In South Africa the merger also extends to the Wolff Cranes brand which was acquired by Demag in the late 1980’s. In terms of the port material segment, it includes handling technology with a broad range of manual, semi-automated solutions under the Gottwald and Noell brands.
“We are extremely proud to combine forces with Demag. We want to provide a home for Demag and Port Solutions, from which these businesses can grow and become stronger as part of our joint organisation. The acquisition makes it possible for us to realise a long list of synergies between our two companies. We will be one technology company, ready to create the next generation of lifting,” says Knut Stewen, Konecranes’ managing director Southern African Countries and vice president head of Region Africa.

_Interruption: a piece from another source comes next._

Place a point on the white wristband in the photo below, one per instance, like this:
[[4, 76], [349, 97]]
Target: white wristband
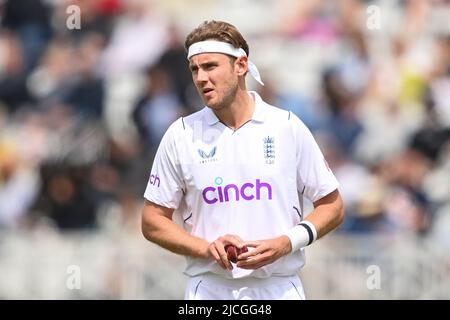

This was echoed by John Haarhoff, managing director of Demag MHPS. “We strongly believe that in the long term, the sharing of combined technology will allow the two businesses to develop solutions that will further improve the productivity and safety of the Demag, Wolff and Konecranes. We aim together to excel at providing the services our customers require”.
In a first joint team effort, the Demag/Konecranes team signed a three-year service and maintenance contract for Arcellor Mittal Saldanha Steel Mill which will require a supervisor and four technical teams on site.
“Konecranes is well prepared to deliver expected synergies based on the extensive integration planning work carried out jointly with Demag over recent months. Of the total of €140 million per annum synergies targeted within three years, €35 million is expected to be implemented within 12 months from January 1, 2017, from which date the MHPS acquisition is deemed effective from a financial point of view. Overall, synergies will come from procurement, operations and SG&A. One-time implementation expenses are expected to be €130 million, with €60 million of capex expected. In addition, dynamic synergies related to new opportunities in global service operations are expected to lead to significant earnings growth,” explains Miikka Kinnunen, vice president, Investor Relations.
The consideration for the Demag business is $595 million and €200 million in cash and 19 600 000 new class B shares. Pursuant to the Stock and Asset Purchase Agreement dated May 16, 2016 (the “SAPA”), the final cash consideration is subject to post-closing adjustments for cash, debt, working capital and the closing of the sale of the STAHL CraneSystems business. The final number of class B shares may be subject to certain adjustments in accordance with the SAPA.